Nota bene: I am a heavy user of Facebook but I have no investment in FB at this time.
Facebook's sector has no barriers to entry. The basic principles of good social media design are now universally accepted: a central scrolling timeline with constant minor tweaks to add data embeds; a front page with sidebars to commonly used items like an accepted appointment reminder; a simple messaging tool; and a couple of other gizmos. All of the attendees at social media conferences pick up on these key items. Any of them could rapidly create and deploy a competitor to FB at little or no cost. Someone in China has probably already started.
Facebook's business model expects unlimited compound growth.

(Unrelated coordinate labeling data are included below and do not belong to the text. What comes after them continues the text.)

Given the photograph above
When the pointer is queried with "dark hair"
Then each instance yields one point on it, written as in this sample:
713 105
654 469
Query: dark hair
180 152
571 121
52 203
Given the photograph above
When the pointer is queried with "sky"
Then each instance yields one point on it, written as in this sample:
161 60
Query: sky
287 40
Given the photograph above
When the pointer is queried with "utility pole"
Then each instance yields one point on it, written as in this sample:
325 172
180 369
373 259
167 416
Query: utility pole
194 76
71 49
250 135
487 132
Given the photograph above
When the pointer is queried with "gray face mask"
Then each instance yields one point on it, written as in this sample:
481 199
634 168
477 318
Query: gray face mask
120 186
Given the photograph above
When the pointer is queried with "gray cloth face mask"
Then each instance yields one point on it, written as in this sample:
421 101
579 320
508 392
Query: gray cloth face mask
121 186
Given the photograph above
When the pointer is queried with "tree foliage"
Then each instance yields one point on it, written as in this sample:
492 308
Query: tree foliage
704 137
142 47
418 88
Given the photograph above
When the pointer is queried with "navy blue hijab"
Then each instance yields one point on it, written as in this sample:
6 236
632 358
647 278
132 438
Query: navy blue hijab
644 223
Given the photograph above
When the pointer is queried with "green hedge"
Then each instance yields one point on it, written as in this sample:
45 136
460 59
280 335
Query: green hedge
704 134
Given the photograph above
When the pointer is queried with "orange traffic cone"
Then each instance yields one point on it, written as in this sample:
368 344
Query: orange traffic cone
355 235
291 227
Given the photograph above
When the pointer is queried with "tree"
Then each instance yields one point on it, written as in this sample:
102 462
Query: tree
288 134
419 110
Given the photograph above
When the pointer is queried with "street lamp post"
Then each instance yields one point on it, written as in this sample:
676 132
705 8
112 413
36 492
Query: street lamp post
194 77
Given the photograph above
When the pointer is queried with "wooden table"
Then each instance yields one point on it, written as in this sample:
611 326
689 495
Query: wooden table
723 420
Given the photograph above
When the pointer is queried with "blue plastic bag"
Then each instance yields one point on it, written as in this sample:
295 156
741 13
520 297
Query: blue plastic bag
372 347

The user base is already so large that FB has probably saturated the market for all literate computer users and as many of the semi-literate ones who can be reached. Growing market share into "under-computed" parts of the globe is probably a waste of effort. Maybe semi-intelligent metering devices linked to energy "smart grids" could be some blue-sky source for exponential growth, especially if they are enabled with their own avatars that can push updates to their owners. On second thought, forget I said that. Semi-intelligent bots crawling around Facebook 2.0 sounds like a scenario for a globally self-aware AI.
Facebook offers little customer service. I use this platform daily and I still cannot figure out how to turn off certain applications. Facebook claims to change its design to enhance the user experience but hasn't yet mastered the arts of testing changes with trial runs. They should take a hint from how Microsoft and Apple manage their developers' conferences. App designers already congregate to display their monetized wares, but it is not clear how well Facebook cultivates their contributions. Maybe I should attend the next Facebook developers conference so I can ask them what changes would make the platform more valuable.

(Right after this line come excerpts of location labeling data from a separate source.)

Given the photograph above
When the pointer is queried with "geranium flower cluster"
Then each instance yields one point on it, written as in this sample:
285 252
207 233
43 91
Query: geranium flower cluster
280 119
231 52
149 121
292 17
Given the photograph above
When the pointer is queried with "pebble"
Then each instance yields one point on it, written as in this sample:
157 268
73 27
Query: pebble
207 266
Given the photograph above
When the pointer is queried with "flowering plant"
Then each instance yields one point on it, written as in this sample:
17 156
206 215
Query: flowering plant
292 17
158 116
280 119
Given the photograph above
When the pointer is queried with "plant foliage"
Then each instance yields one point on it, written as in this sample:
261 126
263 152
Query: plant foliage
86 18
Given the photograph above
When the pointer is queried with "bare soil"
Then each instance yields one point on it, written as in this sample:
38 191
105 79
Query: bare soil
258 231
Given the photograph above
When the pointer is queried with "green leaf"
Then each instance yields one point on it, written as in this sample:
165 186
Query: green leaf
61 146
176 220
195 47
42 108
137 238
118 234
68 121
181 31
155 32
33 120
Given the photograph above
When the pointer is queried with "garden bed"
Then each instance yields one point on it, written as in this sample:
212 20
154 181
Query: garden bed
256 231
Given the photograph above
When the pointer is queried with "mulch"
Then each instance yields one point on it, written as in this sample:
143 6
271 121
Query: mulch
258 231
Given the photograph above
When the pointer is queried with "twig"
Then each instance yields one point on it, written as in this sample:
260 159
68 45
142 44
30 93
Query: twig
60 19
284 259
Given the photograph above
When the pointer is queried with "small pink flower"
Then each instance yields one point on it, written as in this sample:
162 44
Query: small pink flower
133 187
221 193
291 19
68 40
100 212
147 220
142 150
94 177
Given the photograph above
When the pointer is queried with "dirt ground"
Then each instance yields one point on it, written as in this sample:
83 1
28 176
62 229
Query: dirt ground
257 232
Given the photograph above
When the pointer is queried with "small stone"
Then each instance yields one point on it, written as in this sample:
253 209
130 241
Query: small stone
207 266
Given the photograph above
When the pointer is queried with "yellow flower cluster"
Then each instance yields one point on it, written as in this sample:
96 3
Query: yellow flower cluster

Facebook's CEO is still running a big company like a small one. Mark Zuckerberg is undoubtedly a sharp guy. The problem founding CEOs often have is their inability to run a large, mature company the same way they ran the startup version when it was still in their garage. Steve Jobs at Apple was the rare founding CEO who could make the psychological transition. Bill Gates at Microsoft did it too, growing into larger strategic roles later in life and eventually stepping away completely. Jerry Yang at Yahoo could not pull this off and that is why Yahoo has been so troubled for so long. I have not seen any evidence yet that Mr. Zuckerberg is capable of making the kind of transition that will cement his legend as a transformational entrepreneur. Anecdotal stories of temper tantrums and spiteful terminations are not encouraging signs.
Count me out of the FB IPO. The smartest money on the planet usually likes to liquidate big private stakes when they smell troubled times ahead. Note that Blackstone Group went IPO in the summer of 2007, just before the market's all-time high. Major smart money is pushing this IPO both as a liquidity event for their own stakes and as a positive news event that will push more IPOs through the deal pipeline. The underwriters are already spinning the $5B debut as a deliberate step down from the planned $10B deal for the sake of conservatism and follow-on interest. That's a nice story. Maybe they're lowering expectations just in case it doesn't do so well.